Salient features of the fund
- The main aim is to boost fish production to achieve the target of producing 15 million tonnes of fish production by 2020 and 20 million tonnes by 2022-23 from current production of 11.4 million tonnes. The aim to achieve this target was set under Blue revolution.
- The nodal agencies for the fund will be National Bank for Agriculture and Rural Development (NABARD), National Cooperatives Development Corporation (NCDC) and scheduled banks.
- The fund being raised by nodal loaning entities (NLE).
- The estimated fund size is about 7522 crore that will benefit country in both inland and marine fisheries areas.
- The fund will involve in attracting private investment and technologies in creation and management of fisheries all around the country.
Indian Fish Market
Fisheries in India is an important economic activity and emerging sector. India’s fish production is estimated at around 12 million tonnes annually. India has become the second largest fish producing and aquaculture industry in the world. In aquaculture, India is second to china with a share of 6% in global aquaculture. The fisheries sector employed over 14.5 million people directly and many more indirectly. At present, Fish production contributes to around 1% to GDP of country and 5% to agricultural GDP of country. India exports one tenth of its Fish produced. The contribution of fish from the seas has lowered now and the share is rising from inland farming.
The Indian government has taken a lot of other efforts to boost up Indian aquaculture market such as Integrating all the existing schemes under Blue Revolution, Establishing ‘Brood bank’ for commercially important species to ensure production and supply of certified broods to hatcheries in the country, developing cold water fishery, improving the manpower requirements of the fisheries programs. Overall, fisheries is a sunrise sector having a lot of future growth possibilities. All the 3 sub sectors viz. Inland, Aquaculture and Marine fisheries have a lot of scope for improvement. The recent step of creating FAIDF is a praised step to boost the fisheries sector to the desired level.
According to National Bank for Agriculture & Rural Development’s (NABARD) All India Rural Financial Inclusion Survey 2016-17, agriculture (farming) generates only 23% of rural income i.e. not even quarter of rural household incomes in India. Even for so-called agricultural households, just over 43% of their average income comes from cultivation of crops and rearing of animals. The reference period of survey was 2015-16.
Highlights of NABARD Survey
It estimates that total number of rural households in India at 21.17 crore. Its definition of “rural” is broad, covering revenue villages and semi-urban centres with population of less than 50,000. Out of 21.17 crore rural households, 10.07 crore, or under 48% are agricultural. At least one member is self-employed in farming with annual value of produce at more than Rs 5,000. The remaining 11.10 crore households (around 52%) are non-agricultural.

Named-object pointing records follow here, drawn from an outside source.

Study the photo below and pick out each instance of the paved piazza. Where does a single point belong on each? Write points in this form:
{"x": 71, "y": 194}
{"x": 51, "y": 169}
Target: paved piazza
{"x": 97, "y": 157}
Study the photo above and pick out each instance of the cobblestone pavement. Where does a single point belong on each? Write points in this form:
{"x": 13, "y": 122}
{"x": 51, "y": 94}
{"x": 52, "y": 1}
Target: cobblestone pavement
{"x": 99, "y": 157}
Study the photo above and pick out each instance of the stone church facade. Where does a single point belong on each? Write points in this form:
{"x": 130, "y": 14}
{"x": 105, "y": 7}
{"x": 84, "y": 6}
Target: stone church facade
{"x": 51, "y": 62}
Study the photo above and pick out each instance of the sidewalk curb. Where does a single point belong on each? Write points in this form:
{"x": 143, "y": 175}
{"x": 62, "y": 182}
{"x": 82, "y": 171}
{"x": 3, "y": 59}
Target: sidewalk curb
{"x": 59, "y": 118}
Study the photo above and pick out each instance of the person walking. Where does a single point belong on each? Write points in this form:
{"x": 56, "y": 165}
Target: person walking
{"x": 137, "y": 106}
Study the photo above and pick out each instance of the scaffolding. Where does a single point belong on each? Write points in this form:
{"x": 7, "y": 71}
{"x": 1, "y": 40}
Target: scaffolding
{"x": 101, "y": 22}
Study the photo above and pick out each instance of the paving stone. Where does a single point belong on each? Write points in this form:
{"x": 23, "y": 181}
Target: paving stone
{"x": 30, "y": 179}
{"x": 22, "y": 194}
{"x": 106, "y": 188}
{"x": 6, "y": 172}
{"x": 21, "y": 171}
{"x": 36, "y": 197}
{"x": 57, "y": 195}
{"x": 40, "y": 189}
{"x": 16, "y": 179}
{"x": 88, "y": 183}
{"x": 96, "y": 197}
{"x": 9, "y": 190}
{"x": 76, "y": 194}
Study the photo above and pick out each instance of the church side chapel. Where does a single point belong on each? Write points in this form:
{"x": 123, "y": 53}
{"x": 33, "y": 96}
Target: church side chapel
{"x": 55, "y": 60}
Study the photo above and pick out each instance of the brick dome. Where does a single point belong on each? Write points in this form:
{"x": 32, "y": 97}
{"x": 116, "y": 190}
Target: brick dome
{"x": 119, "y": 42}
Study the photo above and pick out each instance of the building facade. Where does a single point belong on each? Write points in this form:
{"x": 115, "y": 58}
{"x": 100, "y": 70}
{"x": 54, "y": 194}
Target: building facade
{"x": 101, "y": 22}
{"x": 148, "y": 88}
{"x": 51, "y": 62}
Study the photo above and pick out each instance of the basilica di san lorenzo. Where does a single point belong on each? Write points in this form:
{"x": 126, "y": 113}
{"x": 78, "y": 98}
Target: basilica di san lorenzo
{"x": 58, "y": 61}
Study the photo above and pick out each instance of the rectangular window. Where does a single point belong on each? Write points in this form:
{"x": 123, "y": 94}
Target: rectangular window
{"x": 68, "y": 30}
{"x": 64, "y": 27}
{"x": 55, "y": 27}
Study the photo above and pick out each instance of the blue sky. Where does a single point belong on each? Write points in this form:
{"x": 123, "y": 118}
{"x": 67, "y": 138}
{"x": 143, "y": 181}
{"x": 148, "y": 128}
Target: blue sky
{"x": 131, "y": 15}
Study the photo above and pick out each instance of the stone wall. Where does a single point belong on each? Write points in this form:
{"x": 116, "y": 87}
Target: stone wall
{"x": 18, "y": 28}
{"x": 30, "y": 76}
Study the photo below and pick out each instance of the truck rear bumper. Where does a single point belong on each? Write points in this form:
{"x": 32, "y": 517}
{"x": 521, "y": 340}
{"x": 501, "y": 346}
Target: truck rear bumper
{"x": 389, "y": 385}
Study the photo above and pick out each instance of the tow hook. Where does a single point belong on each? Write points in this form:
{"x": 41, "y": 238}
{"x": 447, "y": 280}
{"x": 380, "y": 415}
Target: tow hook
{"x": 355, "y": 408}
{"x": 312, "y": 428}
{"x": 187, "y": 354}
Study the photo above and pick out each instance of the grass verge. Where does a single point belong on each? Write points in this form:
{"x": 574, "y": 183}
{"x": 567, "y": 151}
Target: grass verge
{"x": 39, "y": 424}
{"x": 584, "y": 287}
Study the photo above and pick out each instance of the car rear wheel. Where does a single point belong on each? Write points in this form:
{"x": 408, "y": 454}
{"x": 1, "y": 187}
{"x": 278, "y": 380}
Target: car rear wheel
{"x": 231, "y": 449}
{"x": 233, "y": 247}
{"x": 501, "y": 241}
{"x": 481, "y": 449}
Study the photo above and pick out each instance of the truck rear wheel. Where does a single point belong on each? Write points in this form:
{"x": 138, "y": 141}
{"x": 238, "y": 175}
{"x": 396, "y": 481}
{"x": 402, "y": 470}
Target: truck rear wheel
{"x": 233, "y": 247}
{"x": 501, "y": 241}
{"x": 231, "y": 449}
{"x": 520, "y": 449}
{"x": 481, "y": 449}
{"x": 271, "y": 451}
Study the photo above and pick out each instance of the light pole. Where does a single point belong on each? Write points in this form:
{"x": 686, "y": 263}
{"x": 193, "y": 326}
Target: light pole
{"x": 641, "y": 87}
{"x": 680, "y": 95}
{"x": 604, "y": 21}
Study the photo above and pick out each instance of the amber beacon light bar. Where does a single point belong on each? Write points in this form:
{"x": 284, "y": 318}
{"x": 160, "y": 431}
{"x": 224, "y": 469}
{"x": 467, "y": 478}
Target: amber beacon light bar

The average net monthly income of Indian rural householdsafter deducting expenses incurred in course of economic activity was Rs 8,059. The highest share of this (Rs 3,504) was accounted for by wage labour (both farm and non-farm), followed by government or private service jobs (Rs 1,906).
The agriculture income i.e. income from crop cultivation and livestock rearing contributed only Rs 1,832. Within agricultural households, the share of average income from cultivation and livestock rearing was just over 43%. The balance 57% income was from non-agricultural sources.
Significance of Survey
It reinforces trend that has gathered momentum since start of this century of increasingly less ‘Krishi’ in ‘Bharat’. It also reconfirms and magnifies earlier findings of National Sample Survey Office’s (NSSO) Situation Assessment Survey of Agricultural Households conducted for 2012-13. Though both surveys were having methodological differences, but they highlight same fact of rural India becoming less agricultural, both in terms of share of families engaged in farming and diversification of income sources even in their case.